Some time ago on some GitHub issue I can't find now (@Richard Feldman and @Folkert de Vries may know), we noted the behavior of the following code:
» \x -> when x is
… A -> B
… C -> D
… a -> a
<function> : [ A, B, C, D ]a -> [ A, B, C, D ]a
With a certain perspective, the ideal type for this function would be [A, C]a -> [B, D]a. In order to do this, at the branch a -> a, we need to "remove" the variants A and C from the set of tags that might be in the type of a. This kind of typing-based-on-control-flow is generally known as flow typing, and the removal of types that cannot appear in a branch is called "narrowing".
Here are two more (somewhat contrived) examples where type narrowing might be useful. Suppose that error is a function that immediately yields a runtime error and stops the active thread.
printAddError = \m, n, err ->
when err is
...
Overflow | Underflow ->
overUnder = when err is
Overflow -> "over"
Underflow -> "under"
# Note that we need this branch because `err` is not narrowed!
_ -> error "unreachable"
"Adding \(m) and \(n) results in a value that \(overUnder)flows the type"
...
retryWithDelay : [ RateLimited Request Delay ] -> Response
retryUnauthorized : [ RateLimited Request ] -> Response
when response is
Ok body -> printBody body
# The below two would result in a type error today because `reponse` is not
# narrowed in the respective branches
RateLimited _ _ -> retryWithDelay reponse
NotAuthorized _ -> retryUnauthorized response
With type narrowing in when branches, the issues in both examples above would be resolved. So the proposal here has two components:
when x is
A -> x # x has type [A] here
...
f : [A, B, C, D]a -> _
f = \x -> when x is
A -> x # x has type [A] here
B -> .. # x has type [B] here
o -> o # o has type [C, D]a here
This idea is not new; TypeScript does it, and Java byte code also does a version of it. It turns out it's tricky to do this in a language with subtyping and type inference, but it's doable - and in Roc it would be even more tractable, because for us what it means to "subtract" a type is very easy to define.

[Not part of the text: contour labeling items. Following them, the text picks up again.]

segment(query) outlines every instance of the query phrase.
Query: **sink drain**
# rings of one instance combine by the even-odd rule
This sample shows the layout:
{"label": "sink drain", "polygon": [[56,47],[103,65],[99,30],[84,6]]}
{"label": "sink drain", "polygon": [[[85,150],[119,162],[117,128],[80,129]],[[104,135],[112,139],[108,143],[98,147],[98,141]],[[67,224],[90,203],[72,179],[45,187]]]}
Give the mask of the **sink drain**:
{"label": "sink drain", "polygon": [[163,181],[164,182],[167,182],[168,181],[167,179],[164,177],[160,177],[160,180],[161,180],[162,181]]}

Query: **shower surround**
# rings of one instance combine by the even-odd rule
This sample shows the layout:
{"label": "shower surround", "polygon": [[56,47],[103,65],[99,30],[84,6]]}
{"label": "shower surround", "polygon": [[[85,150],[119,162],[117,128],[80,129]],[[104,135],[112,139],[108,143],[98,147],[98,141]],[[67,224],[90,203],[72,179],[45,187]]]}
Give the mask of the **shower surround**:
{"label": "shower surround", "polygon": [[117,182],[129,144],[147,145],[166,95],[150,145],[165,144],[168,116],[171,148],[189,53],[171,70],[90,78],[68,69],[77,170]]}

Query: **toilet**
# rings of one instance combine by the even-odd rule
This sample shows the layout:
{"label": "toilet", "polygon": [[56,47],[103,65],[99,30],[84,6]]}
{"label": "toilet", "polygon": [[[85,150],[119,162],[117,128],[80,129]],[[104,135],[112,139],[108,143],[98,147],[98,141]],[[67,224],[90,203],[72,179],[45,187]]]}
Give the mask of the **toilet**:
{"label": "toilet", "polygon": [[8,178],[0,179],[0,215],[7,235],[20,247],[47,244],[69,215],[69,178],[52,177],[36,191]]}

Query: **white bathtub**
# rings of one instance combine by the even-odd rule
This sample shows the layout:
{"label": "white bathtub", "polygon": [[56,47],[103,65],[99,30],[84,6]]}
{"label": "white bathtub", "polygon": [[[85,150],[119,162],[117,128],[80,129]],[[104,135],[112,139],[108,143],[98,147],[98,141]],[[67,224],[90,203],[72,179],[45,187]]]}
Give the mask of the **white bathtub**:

Anyway this is a tangent. So why don't other languages with pattern matching usually support this? I think the biggest reason is the performance cost - by changing the type of a variable in a branch, Roc would also have to change its runtime representation; that is, its value. In the last example above, when x goes from [A,B,C,D]a to [B], we must change the value referenced by x to have the layout of the type [B] (which is different from [A,B,C,D]a)! This is basically involves a few memory access and memory stores, not any data modification. This means the CPU/RAM usage isn't a lot, but it's something.
I'm curious what others think of this and if you all think it's worth implementing. The way I see it, there are three options:
when expressionswhen, but that supports type narrowing. For example, when <e> is could be narrow <e> to. This means the user gets to choose whether they want to pay the runtime cost of type narrowing, but it also means there are two very similar concepts in the language that could get confusing to look at.Personally I like (3) the most.
hm, I wonder what the workarounds look like in these cases?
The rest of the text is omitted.